Ce pays jaune excluait effrontément le christianisme, qu'il qualifiait de religion maléfique et sans pitié.
Il est logique d'y voir une représentation de la brutalité du Japon, imitant les mots de Las Casas, suggérant qu'il calomnierait le Japon pour se venger.
Asahi vénère MacArthur et d'autres Blancs et n'a aucun doute.

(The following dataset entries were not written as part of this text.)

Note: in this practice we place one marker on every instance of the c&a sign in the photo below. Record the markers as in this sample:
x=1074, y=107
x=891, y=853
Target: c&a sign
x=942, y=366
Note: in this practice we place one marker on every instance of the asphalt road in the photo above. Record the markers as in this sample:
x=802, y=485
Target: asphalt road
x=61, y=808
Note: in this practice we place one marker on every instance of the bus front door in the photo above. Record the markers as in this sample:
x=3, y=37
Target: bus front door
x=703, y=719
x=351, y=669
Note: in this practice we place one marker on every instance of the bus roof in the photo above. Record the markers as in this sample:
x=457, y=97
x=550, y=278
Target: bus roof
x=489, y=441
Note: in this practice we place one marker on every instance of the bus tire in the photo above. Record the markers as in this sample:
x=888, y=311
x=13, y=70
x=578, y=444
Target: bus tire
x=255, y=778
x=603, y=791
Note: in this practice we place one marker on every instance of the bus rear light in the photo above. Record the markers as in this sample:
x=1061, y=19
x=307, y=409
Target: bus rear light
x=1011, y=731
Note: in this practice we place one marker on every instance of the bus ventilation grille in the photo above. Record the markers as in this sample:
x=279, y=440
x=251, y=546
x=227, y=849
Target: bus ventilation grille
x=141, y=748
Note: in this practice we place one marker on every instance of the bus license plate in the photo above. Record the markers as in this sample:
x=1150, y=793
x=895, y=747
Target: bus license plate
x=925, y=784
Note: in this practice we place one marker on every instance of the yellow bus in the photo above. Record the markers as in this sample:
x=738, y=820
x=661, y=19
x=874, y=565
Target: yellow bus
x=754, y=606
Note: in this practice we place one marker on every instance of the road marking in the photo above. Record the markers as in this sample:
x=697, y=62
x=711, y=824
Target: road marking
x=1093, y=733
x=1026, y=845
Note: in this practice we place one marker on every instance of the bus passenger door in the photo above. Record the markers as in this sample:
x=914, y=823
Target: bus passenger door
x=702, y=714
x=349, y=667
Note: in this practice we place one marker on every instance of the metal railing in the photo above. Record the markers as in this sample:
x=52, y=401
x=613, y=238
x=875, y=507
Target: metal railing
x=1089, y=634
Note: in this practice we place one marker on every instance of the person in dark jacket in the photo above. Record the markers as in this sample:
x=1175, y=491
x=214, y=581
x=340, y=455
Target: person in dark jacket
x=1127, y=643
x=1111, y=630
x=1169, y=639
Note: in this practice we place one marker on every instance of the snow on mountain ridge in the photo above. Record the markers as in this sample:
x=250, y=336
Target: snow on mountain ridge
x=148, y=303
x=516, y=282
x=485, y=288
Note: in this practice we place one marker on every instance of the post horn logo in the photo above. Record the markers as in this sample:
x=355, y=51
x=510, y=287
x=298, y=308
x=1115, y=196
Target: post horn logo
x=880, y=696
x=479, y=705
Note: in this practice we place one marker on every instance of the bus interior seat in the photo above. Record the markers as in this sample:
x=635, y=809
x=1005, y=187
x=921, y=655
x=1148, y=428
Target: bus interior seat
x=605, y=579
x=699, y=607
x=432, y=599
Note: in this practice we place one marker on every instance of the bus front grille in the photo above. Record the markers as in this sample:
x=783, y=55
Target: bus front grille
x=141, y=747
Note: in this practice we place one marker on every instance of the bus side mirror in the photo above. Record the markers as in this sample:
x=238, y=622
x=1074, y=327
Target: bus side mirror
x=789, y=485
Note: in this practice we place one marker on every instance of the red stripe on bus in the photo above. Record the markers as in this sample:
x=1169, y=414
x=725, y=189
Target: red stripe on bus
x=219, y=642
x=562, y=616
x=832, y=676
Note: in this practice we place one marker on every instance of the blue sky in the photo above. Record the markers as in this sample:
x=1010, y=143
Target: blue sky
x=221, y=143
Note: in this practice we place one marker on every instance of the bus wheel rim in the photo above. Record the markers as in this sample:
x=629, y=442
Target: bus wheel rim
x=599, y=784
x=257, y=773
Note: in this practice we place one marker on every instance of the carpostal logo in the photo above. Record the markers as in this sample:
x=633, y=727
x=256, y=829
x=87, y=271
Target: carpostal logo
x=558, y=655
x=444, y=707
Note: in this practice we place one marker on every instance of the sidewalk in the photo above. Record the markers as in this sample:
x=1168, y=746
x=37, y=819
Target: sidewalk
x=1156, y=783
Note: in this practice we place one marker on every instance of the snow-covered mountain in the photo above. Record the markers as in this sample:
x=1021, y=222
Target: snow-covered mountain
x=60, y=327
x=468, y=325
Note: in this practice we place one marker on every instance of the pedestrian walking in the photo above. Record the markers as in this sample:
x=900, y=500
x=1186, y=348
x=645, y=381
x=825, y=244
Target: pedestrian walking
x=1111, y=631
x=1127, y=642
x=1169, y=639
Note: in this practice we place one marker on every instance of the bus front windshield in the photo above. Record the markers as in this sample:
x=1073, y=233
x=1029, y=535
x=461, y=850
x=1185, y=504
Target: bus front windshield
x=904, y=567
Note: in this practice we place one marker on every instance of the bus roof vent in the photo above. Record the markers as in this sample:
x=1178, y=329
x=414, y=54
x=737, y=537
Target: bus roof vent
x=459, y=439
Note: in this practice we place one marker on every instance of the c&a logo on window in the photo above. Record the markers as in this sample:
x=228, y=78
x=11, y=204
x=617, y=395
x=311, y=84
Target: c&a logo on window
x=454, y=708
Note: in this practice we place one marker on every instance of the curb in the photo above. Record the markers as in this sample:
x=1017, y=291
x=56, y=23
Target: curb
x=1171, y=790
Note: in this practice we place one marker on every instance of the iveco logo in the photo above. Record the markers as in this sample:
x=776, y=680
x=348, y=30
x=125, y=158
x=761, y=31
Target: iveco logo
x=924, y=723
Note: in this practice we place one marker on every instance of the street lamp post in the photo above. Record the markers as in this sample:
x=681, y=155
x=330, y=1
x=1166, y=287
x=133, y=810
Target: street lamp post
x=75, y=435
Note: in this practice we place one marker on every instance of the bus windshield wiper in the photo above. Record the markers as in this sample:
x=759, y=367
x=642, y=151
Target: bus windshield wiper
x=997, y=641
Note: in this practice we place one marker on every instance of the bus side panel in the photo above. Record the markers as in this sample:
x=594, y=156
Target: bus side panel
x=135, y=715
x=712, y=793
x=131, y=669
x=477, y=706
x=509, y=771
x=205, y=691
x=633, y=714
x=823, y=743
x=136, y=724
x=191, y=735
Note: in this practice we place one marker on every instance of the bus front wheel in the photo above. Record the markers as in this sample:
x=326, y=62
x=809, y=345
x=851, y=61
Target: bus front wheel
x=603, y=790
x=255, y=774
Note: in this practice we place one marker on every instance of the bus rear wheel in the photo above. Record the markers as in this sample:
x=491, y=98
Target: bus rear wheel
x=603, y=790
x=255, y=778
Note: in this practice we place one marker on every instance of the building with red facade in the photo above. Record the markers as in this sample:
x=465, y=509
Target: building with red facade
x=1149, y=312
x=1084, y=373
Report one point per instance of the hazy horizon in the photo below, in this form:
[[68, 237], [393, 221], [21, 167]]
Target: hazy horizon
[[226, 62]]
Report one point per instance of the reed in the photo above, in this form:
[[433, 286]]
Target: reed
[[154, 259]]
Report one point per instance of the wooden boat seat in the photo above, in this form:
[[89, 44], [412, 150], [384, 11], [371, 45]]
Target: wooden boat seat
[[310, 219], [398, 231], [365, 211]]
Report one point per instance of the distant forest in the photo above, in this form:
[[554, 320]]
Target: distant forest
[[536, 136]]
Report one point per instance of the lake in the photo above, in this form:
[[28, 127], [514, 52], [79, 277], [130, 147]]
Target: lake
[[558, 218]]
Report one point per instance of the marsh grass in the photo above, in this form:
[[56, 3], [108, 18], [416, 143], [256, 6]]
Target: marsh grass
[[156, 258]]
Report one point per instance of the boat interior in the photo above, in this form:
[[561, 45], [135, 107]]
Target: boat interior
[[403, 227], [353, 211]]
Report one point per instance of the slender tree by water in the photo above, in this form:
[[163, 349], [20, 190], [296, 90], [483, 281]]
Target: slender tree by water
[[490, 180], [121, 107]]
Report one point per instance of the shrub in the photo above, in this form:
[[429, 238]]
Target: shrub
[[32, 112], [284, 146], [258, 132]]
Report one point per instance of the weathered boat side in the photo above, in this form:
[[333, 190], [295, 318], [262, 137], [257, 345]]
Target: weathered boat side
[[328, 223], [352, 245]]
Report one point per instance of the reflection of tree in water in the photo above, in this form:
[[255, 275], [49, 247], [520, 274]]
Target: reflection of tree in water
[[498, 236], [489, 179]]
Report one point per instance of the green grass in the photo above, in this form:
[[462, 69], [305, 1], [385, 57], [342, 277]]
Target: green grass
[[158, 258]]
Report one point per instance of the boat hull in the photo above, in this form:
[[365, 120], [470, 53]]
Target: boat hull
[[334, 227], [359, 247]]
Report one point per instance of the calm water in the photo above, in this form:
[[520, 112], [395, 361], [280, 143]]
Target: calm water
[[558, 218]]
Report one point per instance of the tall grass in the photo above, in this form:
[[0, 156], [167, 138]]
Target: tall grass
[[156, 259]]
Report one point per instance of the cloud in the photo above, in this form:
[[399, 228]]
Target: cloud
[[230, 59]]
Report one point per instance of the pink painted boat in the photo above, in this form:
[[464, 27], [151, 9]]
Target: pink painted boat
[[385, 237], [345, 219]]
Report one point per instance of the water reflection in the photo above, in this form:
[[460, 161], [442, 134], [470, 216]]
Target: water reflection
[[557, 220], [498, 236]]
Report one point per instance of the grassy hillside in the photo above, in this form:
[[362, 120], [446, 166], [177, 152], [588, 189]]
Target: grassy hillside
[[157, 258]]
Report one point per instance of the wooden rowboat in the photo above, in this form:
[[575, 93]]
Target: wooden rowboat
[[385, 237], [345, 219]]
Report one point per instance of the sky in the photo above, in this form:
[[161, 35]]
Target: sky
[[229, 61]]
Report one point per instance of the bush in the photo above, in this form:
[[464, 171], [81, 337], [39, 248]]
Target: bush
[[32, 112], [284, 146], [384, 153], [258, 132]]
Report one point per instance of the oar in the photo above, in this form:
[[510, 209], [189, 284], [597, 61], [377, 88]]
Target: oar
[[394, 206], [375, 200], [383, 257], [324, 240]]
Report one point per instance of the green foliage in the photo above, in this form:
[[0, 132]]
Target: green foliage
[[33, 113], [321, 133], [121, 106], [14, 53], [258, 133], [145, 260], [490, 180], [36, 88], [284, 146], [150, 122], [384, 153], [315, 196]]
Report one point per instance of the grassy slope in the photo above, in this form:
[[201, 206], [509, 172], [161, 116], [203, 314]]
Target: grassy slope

Shiba a-t-il lui aussi été contaminé ?
Dans un récit de voyage européen, lorsque le frère cadet de Yoshinobu Tokugawa, Akitake, visite la Belgique, le roi Léopold II le décrit joyeusement comme "lui accordant une faveur spéciale".
Cependant, le roi envisage alors de faire du Japon une colonie.
Il déclare également que "les terres vierges de l'Asie accueilleront sûrement la civilisation européenne".
Finalement, le roi fait du Congo une colonie et coupe les poignets de la moitié des habitants, tuant 70 % de la population.
Il n'y a pas un seul mot de critique contre un tel roi.
Shiba s'est totalement adapté à la culture Asahi, "sévère avec les Japonais et très reconnaissante envers les étrangers, même les Coréens".
Après s'être hissé au sommet de la colline, le Japon est devenu arrogant et s'est dirigé vers la destruction", selon la vision de l'histoire de Siba.
Cependant, dans sa vision de l'histoire, il mêle sa haine du Japon moderne et son adoration enfantine des étrangers.
Ce n'est pas une coïncidence s'il ressemble étrangement à l'Asahi Shimbun, qui se corrompt depuis la 150e année de l'ère Meiji.